I saw the new movie, and it was classic stuff: ever more gigantic monsters trample on cities, while po-faced humans project their gnomic interpretations of the monsters’ intents on them, and while the monsters thrash at each other and go “GROOONK” as they stand atop rubble. If that’s all you need, you’ll enjoy it. It brought back memories of old Saturday matinees with Godzilla, Mothra, Rodan, and Ghidorah, all awful, but all marching through the same schtick, just like this one.
What did Boston do to deserve to be the locus of monster destruction, though?
doubtthat says
That is, in fact, all I need.
mikehuben says
Not my former home! I’d have to think hard to think of enemies there I’d want crushed.
I’m safe here in Ecuador. Nobody would bring giant monsters here: the Andes would make them look so small!
davidnangle says
Boston? That’s about three steps across, to a god of Zilla’s size.
pipefighter says
Right the fuck on!!!
randall says
Giving Ruth up to the Yankees? I thought that was paid off….
DonDueed says
We won too many sportsball championships.
Callinectes says
Boston knows what Boston did.
Pumako says
I would assume that, in order to truly be considered “King of the Monsters,” Godzilla needs to show he can defeat Tom Brady.
inflection says
New York, LA and Tokyo have been hogging all the mass destruction. Give another city a chance.
John Wilkins says
Have you ever been to Boston? I can’t think of a better place…
PaulBC says
Delayed reaction to the Big Dig?
Marcus Ranum says
I bet it didn’t make Boston traffic worse.
davidnangle says
Woo hoo! Parking just got way easier!
sirrod says
Was it ever determined what sin Sheboygan was guilty of?
Akira MacKenzie says
sirrod @ 14
Ha! I got that reference! I played that game once and, if memory serves, it was essentially a clone of Steve Jackson’s Ogre.

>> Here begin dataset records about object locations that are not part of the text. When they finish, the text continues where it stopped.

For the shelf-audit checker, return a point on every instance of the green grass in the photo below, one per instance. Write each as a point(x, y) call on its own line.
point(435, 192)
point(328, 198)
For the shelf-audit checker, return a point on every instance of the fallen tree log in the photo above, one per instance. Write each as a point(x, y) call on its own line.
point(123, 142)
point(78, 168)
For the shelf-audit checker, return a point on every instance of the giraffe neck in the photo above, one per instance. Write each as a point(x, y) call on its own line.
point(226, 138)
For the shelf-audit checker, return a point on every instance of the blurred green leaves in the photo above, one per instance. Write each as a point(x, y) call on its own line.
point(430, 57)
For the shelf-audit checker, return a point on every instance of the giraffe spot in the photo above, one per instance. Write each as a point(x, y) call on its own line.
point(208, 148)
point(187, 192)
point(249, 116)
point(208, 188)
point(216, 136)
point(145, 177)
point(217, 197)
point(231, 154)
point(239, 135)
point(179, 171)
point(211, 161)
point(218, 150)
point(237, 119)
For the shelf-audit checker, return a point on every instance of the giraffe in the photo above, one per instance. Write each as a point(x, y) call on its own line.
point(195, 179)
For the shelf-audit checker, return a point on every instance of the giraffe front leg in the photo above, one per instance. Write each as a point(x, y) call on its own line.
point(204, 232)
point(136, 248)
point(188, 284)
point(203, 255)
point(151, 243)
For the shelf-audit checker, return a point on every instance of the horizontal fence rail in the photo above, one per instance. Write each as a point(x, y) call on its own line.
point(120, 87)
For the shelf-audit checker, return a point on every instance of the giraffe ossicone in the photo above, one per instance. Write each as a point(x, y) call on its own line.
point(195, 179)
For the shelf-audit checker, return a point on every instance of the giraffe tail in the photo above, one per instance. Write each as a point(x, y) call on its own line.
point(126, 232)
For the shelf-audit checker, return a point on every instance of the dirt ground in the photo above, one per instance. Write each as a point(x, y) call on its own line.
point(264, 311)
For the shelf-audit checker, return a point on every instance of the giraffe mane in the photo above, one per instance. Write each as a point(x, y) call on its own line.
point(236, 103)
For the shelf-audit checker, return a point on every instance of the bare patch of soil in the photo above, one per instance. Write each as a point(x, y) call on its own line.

I’ve also been to Sheboygan a couple of times back in high school for forensics meets. As I recall, there wasn’t a lot there to interest a ravenous Daikaiju.
weylguy says
The original Godzilla (1954) was a favorite of mine, despite its comparatively cheesy special effects. But the movie was great, the music was great, and years later I realized it was more of an anti-war movie than a horror film (its Japanese title was actually Gojira, meaning “ape-whale”). Today’s CGI whoosh-bang crap just leaves me cold. Myers, you can have it.
zoniedude says
Uh, dude. Lizards are passe. You are into bugs now (assuming spiders are bugs) so don’t forget the giant praying mantis of 1957: https://en.wikipedia.org/wiki/The_Deadly_Mantis
cgm3 says
Let us not forget Tarantaula (1955), The Spider (1958; it’s revived from a coma by rock-n-roll music), and, of course, Them! (1954; giant ants, but considered the seminal classic of the big bug genre).
blf says
The monsters get bigger every movie. Wait one or two, and it’ll be big enough to do to the whole of S.America what it did to Bambi.
Jonathan Norburg says
How could you leave Gamera out of your litany of giant Japanese monsters, or Kaiju?
larpar says
Why Boston, indeed. It doesn’t even rhyme with ‘Oh no’.